Only 14 listings on Coinbase met the criteria. Of these, nine showed statistically significant deviations from normal returns. Four assets grew abnormally after listing, that is, in their case, the effect was long-lasting.
Two assets showed abnormal returns on the day of the announcement only and showed no additional reaction on the day of listing.
Three assets initially showed abnormal returns, but quickly lost them and re-correlated with the market.

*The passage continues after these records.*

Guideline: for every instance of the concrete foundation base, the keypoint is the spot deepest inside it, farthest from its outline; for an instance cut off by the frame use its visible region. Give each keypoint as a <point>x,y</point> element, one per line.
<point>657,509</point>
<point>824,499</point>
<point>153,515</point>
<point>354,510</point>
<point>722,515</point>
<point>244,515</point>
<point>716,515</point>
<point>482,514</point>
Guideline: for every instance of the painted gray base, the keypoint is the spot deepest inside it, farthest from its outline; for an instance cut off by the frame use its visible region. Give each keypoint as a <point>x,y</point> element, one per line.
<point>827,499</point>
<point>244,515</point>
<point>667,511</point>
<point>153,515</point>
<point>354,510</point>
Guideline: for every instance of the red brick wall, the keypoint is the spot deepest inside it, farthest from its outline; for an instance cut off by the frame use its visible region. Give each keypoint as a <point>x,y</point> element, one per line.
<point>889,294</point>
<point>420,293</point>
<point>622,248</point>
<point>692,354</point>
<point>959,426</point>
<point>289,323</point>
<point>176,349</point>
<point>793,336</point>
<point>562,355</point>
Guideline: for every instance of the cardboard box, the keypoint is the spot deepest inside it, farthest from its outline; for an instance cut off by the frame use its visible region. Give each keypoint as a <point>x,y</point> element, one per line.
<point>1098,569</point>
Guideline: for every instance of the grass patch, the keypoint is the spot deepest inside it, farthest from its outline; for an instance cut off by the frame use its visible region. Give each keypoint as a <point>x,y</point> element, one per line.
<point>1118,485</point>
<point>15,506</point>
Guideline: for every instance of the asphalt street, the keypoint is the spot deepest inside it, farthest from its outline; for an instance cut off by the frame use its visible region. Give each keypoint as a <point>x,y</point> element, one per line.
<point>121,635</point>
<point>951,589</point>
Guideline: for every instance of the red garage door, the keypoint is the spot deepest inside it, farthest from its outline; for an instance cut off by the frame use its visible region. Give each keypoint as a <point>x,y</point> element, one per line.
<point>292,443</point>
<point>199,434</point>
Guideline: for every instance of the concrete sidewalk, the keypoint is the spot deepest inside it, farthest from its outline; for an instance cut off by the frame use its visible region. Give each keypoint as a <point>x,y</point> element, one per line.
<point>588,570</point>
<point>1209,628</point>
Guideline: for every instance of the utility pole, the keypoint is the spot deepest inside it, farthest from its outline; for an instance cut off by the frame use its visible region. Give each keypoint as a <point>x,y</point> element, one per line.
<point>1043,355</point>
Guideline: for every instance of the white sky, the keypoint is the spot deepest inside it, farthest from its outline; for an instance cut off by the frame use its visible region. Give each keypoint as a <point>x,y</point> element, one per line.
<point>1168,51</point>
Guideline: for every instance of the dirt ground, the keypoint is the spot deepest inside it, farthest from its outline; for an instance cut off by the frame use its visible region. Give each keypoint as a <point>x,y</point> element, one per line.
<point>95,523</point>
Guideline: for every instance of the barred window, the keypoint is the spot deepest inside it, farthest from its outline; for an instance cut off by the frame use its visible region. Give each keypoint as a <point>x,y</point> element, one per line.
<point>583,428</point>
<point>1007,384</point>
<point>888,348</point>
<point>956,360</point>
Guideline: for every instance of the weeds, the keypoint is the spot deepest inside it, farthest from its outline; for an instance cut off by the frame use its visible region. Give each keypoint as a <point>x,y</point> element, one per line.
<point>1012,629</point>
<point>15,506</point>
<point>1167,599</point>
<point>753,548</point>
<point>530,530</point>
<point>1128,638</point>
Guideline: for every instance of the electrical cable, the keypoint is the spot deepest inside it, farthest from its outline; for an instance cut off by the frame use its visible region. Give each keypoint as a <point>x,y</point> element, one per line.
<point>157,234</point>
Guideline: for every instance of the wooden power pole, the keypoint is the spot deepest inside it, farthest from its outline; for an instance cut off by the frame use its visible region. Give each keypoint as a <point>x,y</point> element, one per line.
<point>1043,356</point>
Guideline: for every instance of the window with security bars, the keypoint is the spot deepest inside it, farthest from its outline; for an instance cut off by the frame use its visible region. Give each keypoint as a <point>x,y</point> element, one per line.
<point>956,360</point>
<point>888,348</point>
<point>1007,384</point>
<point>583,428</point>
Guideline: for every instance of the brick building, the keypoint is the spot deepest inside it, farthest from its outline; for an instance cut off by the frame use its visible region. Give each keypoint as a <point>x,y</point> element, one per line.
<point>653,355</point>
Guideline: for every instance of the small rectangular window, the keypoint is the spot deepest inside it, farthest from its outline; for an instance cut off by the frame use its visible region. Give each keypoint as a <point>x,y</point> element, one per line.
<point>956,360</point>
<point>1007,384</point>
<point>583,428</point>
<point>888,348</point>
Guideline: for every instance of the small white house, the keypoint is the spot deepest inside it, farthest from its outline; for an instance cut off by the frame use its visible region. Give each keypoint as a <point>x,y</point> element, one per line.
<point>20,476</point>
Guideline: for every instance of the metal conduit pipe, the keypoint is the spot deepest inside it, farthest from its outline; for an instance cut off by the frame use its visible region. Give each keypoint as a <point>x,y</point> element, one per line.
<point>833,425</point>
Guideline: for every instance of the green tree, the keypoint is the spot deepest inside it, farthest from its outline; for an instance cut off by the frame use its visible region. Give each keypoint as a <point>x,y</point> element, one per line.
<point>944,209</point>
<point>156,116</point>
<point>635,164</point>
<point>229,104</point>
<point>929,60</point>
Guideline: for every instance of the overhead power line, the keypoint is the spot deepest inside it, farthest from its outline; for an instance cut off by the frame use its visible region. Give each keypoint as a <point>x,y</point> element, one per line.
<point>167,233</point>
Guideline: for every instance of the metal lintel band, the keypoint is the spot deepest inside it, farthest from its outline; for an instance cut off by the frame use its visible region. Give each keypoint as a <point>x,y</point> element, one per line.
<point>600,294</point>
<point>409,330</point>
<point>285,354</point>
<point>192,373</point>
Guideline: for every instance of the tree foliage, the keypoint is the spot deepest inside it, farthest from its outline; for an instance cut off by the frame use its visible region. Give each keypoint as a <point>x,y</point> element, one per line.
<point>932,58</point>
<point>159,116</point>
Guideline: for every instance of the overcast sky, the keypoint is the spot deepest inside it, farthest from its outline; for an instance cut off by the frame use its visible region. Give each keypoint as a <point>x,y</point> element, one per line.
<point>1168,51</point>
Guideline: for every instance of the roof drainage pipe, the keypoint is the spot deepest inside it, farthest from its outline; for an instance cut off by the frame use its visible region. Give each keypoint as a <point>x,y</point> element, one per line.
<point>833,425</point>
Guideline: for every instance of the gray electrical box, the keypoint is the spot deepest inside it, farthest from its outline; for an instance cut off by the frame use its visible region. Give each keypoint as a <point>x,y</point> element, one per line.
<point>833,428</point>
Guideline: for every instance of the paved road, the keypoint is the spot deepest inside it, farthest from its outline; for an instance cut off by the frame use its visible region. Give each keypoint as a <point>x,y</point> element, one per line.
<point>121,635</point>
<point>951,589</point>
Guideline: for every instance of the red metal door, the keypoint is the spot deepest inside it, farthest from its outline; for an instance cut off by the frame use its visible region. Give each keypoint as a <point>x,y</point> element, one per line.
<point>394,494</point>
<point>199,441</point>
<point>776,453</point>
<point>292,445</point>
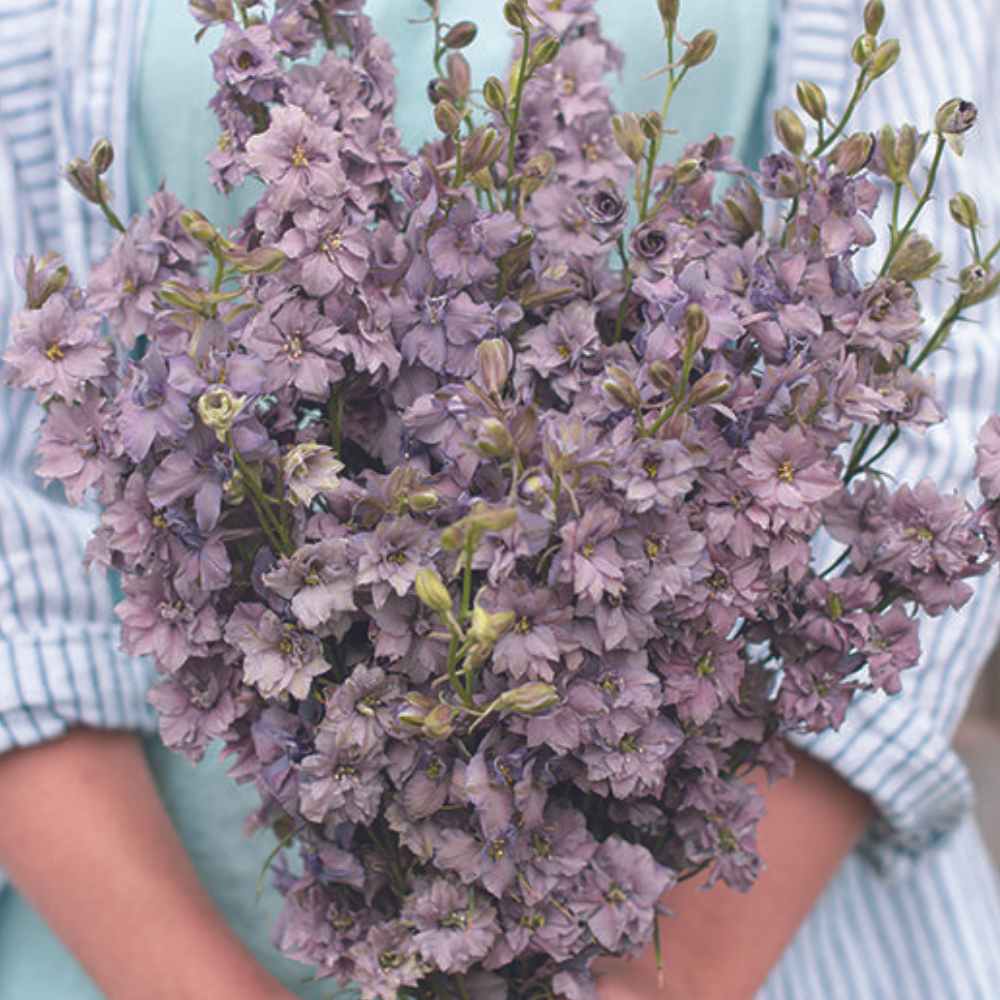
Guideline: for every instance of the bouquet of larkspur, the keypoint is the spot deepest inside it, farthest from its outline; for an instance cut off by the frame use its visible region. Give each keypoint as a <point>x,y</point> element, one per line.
<point>477,510</point>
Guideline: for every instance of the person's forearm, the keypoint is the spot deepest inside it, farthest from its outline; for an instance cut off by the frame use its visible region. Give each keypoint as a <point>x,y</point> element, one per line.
<point>722,944</point>
<point>86,840</point>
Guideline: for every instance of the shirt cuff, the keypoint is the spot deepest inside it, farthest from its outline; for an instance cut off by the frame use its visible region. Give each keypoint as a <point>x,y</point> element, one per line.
<point>890,749</point>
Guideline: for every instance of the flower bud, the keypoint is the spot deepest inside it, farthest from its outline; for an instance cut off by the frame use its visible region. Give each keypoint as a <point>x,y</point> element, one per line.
<point>218,409</point>
<point>619,386</point>
<point>431,591</point>
<point>790,131</point>
<point>629,134</point>
<point>955,117</point>
<point>494,440</point>
<point>543,53</point>
<point>528,699</point>
<point>884,58</point>
<point>494,95</point>
<point>688,171</point>
<point>964,210</point>
<point>696,327</point>
<point>863,49</point>
<point>102,155</point>
<point>916,259</point>
<point>460,35</point>
<point>709,388</point>
<point>854,152</point>
<point>812,99</point>
<point>439,723</point>
<point>496,359</point>
<point>422,501</point>
<point>446,117</point>
<point>699,49</point>
<point>874,16</point>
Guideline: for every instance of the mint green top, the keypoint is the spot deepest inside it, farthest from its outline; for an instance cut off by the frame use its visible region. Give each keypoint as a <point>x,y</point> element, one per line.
<point>172,131</point>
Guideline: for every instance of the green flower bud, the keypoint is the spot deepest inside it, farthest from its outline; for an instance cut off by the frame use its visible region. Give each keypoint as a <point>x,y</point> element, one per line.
<point>874,16</point>
<point>528,699</point>
<point>102,155</point>
<point>812,99</point>
<point>619,386</point>
<point>915,260</point>
<point>884,58</point>
<point>494,95</point>
<point>460,35</point>
<point>854,152</point>
<point>790,131</point>
<point>218,409</point>
<point>964,210</point>
<point>699,49</point>
<point>432,592</point>
<point>955,117</point>
<point>446,117</point>
<point>863,49</point>
<point>629,134</point>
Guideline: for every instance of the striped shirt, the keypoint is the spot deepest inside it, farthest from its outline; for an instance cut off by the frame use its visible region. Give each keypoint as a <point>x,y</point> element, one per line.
<point>915,911</point>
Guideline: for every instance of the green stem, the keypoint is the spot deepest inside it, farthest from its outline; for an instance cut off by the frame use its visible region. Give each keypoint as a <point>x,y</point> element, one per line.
<point>515,116</point>
<point>917,209</point>
<point>859,89</point>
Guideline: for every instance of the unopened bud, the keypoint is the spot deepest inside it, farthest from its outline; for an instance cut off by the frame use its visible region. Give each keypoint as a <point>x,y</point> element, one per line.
<point>964,210</point>
<point>543,53</point>
<point>790,131</point>
<point>955,117</point>
<point>863,49</point>
<point>422,501</point>
<point>812,99</point>
<point>494,95</point>
<point>620,386</point>
<point>528,699</point>
<point>629,135</point>
<point>460,35</point>
<point>446,117</point>
<point>688,171</point>
<point>495,358</point>
<point>218,409</point>
<point>874,16</point>
<point>709,388</point>
<point>700,49</point>
<point>854,153</point>
<point>431,591</point>
<point>102,155</point>
<point>884,58</point>
<point>915,260</point>
<point>696,326</point>
<point>439,723</point>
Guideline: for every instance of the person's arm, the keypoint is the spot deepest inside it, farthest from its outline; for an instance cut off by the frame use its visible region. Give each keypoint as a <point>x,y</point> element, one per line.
<point>721,944</point>
<point>86,840</point>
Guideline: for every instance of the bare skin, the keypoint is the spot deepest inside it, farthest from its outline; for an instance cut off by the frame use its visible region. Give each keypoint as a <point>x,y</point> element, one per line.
<point>722,944</point>
<point>95,853</point>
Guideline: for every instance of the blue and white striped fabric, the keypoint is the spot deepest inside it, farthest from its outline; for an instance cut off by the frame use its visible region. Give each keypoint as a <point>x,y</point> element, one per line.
<point>62,68</point>
<point>913,914</point>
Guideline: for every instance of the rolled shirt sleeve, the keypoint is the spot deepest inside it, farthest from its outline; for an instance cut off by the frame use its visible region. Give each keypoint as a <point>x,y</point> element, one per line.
<point>897,750</point>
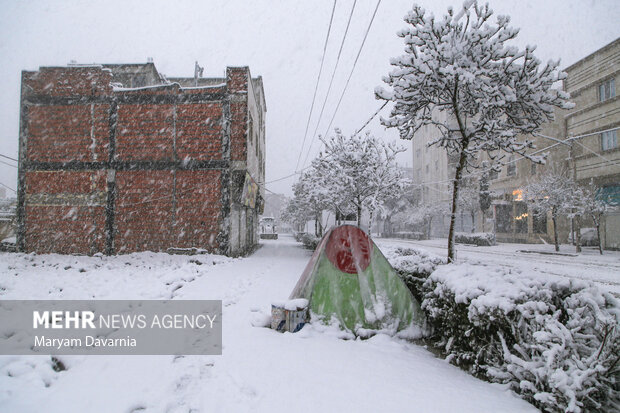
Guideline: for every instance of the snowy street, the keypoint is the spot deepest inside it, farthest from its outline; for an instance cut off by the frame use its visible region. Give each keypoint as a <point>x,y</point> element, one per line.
<point>603,270</point>
<point>260,370</point>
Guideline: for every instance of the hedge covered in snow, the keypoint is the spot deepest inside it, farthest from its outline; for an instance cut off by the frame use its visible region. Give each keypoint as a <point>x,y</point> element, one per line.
<point>413,266</point>
<point>554,341</point>
<point>481,239</point>
<point>310,241</point>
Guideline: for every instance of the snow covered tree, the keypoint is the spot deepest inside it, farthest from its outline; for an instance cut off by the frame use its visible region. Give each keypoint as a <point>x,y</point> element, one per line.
<point>484,195</point>
<point>395,207</point>
<point>360,171</point>
<point>423,213</point>
<point>468,200</point>
<point>553,193</point>
<point>588,204</point>
<point>308,203</point>
<point>462,66</point>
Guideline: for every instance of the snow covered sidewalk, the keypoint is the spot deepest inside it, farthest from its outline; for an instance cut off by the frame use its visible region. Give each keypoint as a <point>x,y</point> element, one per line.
<point>260,370</point>
<point>589,265</point>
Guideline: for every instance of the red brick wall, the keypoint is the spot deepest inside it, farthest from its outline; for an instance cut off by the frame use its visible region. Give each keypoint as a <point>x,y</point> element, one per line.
<point>145,132</point>
<point>198,208</point>
<point>238,130</point>
<point>143,211</point>
<point>199,131</point>
<point>68,229</point>
<point>68,133</point>
<point>62,81</point>
<point>146,215</point>
<point>71,182</point>
<point>237,79</point>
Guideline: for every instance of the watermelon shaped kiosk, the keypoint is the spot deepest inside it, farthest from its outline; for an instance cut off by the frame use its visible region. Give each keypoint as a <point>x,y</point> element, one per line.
<point>349,279</point>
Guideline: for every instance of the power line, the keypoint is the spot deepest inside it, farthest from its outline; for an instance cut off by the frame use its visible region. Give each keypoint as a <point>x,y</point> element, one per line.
<point>371,118</point>
<point>359,52</point>
<point>6,163</point>
<point>8,157</point>
<point>330,82</point>
<point>309,166</point>
<point>8,187</point>
<point>316,87</point>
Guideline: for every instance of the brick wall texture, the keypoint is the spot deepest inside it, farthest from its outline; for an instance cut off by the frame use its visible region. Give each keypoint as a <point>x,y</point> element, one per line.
<point>124,171</point>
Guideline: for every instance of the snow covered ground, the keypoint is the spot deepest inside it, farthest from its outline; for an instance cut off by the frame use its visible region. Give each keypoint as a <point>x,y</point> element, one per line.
<point>260,370</point>
<point>603,270</point>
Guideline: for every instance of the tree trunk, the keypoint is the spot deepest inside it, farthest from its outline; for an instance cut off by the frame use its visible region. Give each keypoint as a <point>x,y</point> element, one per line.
<point>459,169</point>
<point>555,232</point>
<point>597,223</point>
<point>455,197</point>
<point>428,227</point>
<point>578,234</point>
<point>316,228</point>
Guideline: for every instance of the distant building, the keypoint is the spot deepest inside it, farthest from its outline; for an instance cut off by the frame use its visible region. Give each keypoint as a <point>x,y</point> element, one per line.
<point>433,171</point>
<point>117,158</point>
<point>594,155</point>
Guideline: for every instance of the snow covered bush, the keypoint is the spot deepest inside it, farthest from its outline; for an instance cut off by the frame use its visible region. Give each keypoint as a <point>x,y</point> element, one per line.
<point>413,266</point>
<point>462,74</point>
<point>310,241</point>
<point>554,341</point>
<point>477,238</point>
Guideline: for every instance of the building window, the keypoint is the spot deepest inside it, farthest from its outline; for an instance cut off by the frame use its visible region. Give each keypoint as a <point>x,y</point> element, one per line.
<point>609,140</point>
<point>539,222</point>
<point>521,218</point>
<point>511,168</point>
<point>607,90</point>
<point>503,218</point>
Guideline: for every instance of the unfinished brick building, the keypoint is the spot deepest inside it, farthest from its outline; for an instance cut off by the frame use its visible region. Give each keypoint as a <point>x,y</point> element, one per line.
<point>117,159</point>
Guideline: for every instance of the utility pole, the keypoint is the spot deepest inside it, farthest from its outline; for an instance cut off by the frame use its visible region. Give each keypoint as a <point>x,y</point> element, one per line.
<point>197,73</point>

Talamas’s analysis shows that of all exchanges, Coinbase listings have the largest impact on cryptocurrency prices. At the same time, listings are reflected differently on different tokens. In other words, without information about a possible announcement or a bot that would allow you to quickly purchase an asset after the release of such an announcement, a purchase against the background of a listing does not guarantee income, and in some cases it may even turn into a loss.